DO MUSLIM STUDENTS HAVE TO PARTICIPATE IN PHYSICAL EDUCATION CLASS?

Summarized: As with the previous question, participation in all lessons, including physical education, is one of the obligations of a student. Students must always take part in physical education, even if it is not separated by gender. An exemption from lessons can only be considered in rare exceptional cases.

Admission to a public school establishes a relationship under public law, from which rights and obligations arise for the students.1 Participation in Physical Education at school is one of these obligations.2 An exemption from this obligation to participate in P.E. doesn’t have much chance of success in light of the case law of the Federal Constitutional Court3 regarding exemptions from swimming classes.4   

Similar considerations as in the case of swimming lessons come into play here. Mixed sports lessons and participation in them can, in principle, cause Muslim students religious distress. For example, there are those who consider it a religious, binding commandment to cover their bodies as much as possible in relation to the opposite sex and to avoid any contact with them. The religious freedom of Muslim students from Article 4 of the Basic Law can therefore come into conflict with the state's educational mandate from Article 7 of the same. The latter also has constitutional status and is thus of equal importance to freedom of religion.5 The state's educational mandate confers powers on the state to plan, organize, manage and shape the content and didactics of the school system, its training courses and the teaching provided there. This includes the power to determine the content of instruction and to decide on modalities such as whether or not classes should be mixed.
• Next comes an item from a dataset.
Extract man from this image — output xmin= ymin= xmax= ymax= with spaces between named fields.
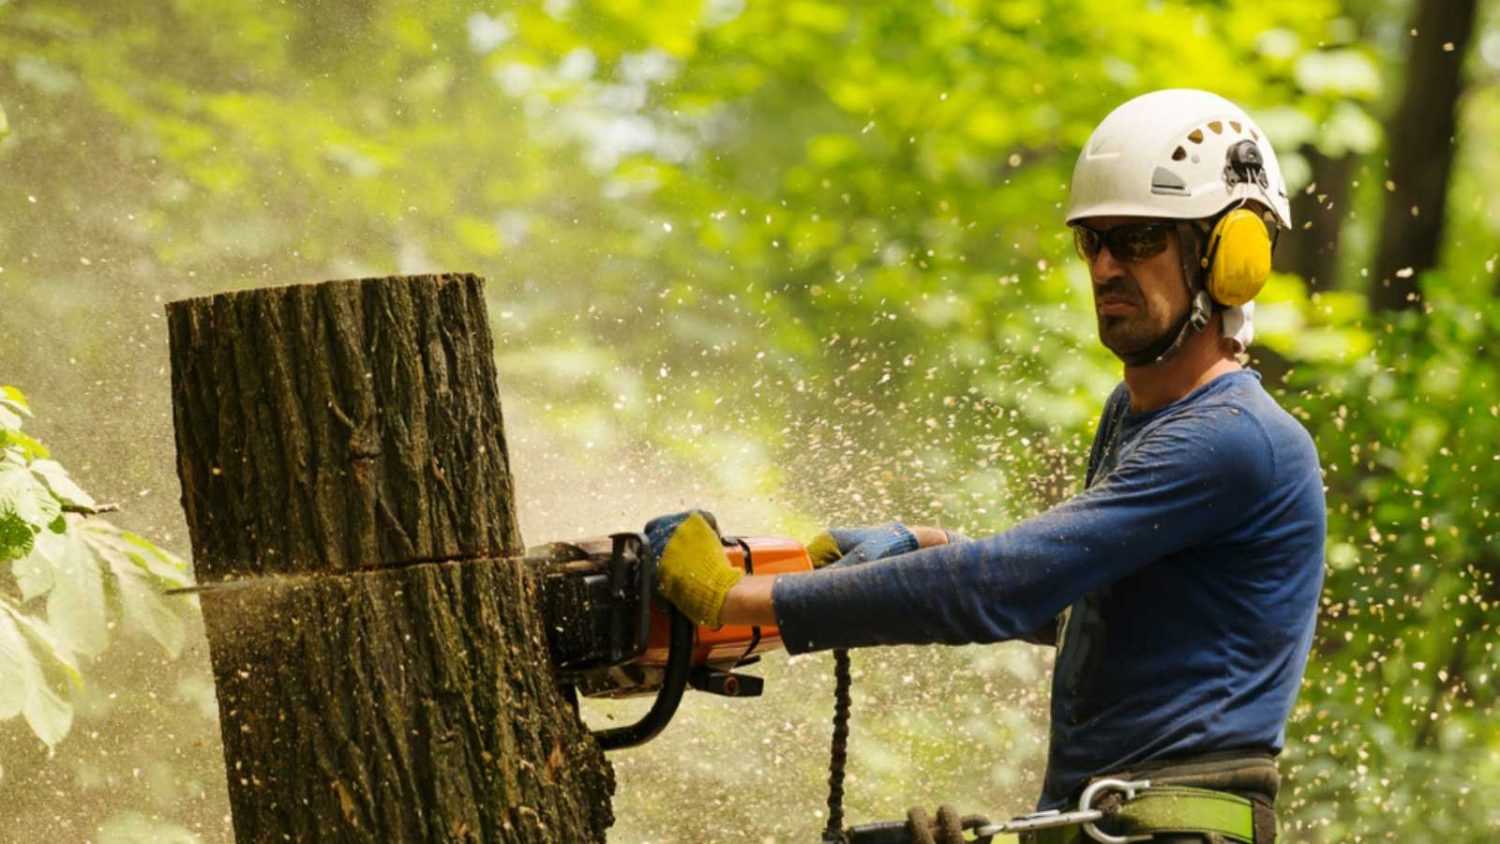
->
xmin=649 ymin=90 xmax=1325 ymax=841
To be able to do justice to both positions, the possibility of an exemption was created, which can only be made use of in the rarest of cases.6  

In light of the case law of the Federal Administrative Court, according to which a Muslim student can wear a full-body costume (the ‘burkini’), as a compromise during swimming lessons (see: here),7 it can be assumed that the same applies to P.E. lessons by wearing modest sportswear (similar to the burkini). 

Other reasons that may justifiably prevent participation in class, such as illness, remain untouched from any of the other reasons discussed above. For example, the Higher Administrative Court of North Rhine-Westphalia ruled that a Muslim pupil did not have to participate in a school trip due to illness because her fear of not being able to fulfil her religious obligations during the school trip would have placed her in a comparable situation to a partially mentally disabled person.8


1 see Section 69 (1) of the Hesse School Act as an example. 

Again see Section 69 (4) 1 of the Hesse School Act.

Federal Constitutional Court, case from 11.09.2013, 6 25.12, margin 21. 

Federal Constitutional Court, case from 25.08.1993, 6 C 8/91.

Federal Constitutional Court, case from 11.09.2013, 6 25.12, margin 11. 

See above.

See above, margin 21.

Higher Administrative Court of North Rhine-Westphalia, decision from 17.01.2002, 19 B 99/02, margin 7.